What might this ancient text then have to do with Only God Forgives? Maybe more than is first apparent. For in that moment Jacob receives his new name, he achieves absolution; arguably, what he has been searching for his whole life. And only God, as the film declares, forgives.

The ‘god’ of Winding Refn’s film, however, is as far from a forgiving God as you can get. Julian only has his wounds to show for his encounter with Chang, and this is no better demonstrated than in the film’s final scene in which we sense how merciless Chang really is. The film ends before any (more) blood is shed but let me just paint the picture for you: Chang’s sword is raised and Julian’s fists are outstretched in surrender—or perhaps supplication—before it.

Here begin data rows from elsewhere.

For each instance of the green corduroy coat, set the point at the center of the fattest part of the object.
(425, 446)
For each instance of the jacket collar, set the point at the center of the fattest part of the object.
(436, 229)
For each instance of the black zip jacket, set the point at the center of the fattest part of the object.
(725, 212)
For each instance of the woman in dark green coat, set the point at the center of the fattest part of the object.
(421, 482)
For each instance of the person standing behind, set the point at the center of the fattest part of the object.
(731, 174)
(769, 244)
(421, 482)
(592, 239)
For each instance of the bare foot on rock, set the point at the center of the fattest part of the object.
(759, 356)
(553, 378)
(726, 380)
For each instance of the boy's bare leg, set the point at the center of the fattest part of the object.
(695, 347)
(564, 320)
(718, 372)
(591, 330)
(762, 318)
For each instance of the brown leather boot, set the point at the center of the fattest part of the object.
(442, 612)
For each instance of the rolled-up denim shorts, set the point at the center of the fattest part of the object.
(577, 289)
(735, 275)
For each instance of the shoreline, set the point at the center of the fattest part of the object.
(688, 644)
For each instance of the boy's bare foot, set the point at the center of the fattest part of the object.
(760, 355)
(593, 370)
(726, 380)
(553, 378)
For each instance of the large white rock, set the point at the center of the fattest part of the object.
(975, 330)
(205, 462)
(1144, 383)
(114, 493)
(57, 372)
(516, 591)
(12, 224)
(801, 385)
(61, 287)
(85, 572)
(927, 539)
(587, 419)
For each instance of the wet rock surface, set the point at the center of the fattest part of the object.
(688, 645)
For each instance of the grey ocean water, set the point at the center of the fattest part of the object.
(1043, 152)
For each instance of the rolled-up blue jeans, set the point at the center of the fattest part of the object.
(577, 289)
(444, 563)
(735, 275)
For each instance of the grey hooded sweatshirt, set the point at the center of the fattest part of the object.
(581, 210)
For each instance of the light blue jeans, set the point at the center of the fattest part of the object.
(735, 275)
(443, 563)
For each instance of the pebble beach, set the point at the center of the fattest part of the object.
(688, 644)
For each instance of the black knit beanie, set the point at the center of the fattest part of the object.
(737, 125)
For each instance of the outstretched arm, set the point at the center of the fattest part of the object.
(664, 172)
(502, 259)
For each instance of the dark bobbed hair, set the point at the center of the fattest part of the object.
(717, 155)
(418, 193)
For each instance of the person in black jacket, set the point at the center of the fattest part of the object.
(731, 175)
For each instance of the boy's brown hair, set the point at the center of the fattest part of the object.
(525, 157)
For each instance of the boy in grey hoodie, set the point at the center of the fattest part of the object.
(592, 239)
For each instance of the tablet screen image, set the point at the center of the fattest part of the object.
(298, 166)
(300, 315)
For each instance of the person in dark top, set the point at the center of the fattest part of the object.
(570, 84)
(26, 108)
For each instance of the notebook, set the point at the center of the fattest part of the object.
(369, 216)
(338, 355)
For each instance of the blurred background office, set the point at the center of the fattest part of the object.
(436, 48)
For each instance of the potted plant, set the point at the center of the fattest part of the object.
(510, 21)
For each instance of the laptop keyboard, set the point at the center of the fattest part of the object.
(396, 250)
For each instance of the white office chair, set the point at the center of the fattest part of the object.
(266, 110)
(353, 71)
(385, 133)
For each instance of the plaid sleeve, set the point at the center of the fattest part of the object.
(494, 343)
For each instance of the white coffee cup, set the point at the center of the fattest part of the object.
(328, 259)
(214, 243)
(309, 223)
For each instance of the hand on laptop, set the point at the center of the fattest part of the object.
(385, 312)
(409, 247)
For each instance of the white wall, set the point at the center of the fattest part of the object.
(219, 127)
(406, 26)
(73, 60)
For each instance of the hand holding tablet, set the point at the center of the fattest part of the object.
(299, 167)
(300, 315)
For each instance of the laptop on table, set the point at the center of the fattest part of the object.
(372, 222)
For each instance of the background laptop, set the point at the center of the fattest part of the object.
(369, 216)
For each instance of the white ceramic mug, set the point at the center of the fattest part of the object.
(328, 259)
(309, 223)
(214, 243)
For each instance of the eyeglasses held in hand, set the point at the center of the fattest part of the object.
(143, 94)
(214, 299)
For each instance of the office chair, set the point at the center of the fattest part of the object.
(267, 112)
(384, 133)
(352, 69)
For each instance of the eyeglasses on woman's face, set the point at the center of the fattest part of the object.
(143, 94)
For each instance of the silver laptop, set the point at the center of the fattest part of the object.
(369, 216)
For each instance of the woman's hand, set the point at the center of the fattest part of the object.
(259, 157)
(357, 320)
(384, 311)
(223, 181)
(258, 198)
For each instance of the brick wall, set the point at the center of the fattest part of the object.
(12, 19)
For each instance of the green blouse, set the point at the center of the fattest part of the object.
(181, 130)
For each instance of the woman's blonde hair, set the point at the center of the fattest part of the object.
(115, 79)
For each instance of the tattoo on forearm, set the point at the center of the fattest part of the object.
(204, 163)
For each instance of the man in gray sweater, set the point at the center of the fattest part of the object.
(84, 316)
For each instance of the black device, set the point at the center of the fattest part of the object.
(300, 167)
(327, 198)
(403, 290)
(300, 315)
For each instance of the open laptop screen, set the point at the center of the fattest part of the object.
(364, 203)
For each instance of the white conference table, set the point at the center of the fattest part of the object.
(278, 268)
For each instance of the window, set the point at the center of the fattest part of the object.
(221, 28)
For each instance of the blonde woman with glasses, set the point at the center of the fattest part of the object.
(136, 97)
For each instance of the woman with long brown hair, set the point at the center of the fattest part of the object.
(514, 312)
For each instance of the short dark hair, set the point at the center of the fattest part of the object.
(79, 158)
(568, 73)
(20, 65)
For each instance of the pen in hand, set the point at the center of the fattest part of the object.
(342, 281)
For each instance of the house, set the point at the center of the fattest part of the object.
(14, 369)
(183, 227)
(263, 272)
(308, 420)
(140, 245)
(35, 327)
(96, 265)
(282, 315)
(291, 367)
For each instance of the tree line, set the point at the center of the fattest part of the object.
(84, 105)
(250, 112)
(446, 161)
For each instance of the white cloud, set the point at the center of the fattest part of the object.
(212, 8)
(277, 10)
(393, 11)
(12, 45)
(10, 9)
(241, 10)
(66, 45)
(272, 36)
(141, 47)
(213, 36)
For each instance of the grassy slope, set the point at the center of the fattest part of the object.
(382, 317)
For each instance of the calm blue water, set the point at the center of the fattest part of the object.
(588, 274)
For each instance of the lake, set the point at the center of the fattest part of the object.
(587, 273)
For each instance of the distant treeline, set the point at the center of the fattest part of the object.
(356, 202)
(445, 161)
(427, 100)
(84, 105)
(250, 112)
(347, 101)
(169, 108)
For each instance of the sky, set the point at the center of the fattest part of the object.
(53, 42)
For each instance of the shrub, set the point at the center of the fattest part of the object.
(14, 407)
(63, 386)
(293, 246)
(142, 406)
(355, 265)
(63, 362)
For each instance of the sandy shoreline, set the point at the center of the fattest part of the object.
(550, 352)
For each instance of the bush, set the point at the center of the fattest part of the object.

Though the film has won top honours at the Festival, it’s not a film that will please everyone. It is frequently violent and too often opts for style over substance. The look of the film may be lavish but its aesthetics can’t quite compensate for its thinly plotted story and lack of character development. On many fronts, it fails as a film.

But Only God Forgives is a fascinating exploration of what some believe God to be: a harsh deity who delivers justice but tends to skimp on mercy. That portrait is a far cry from the biblical version of another man’s smackdown with God. As Jacob is recorded as saying as he limps away from his encounter with the divine: “I have seen God face to face, and yet my life was spared” (Genesis 32:30).

Justine Toh is Senior Research Fellow at the Centre for Public Christianity.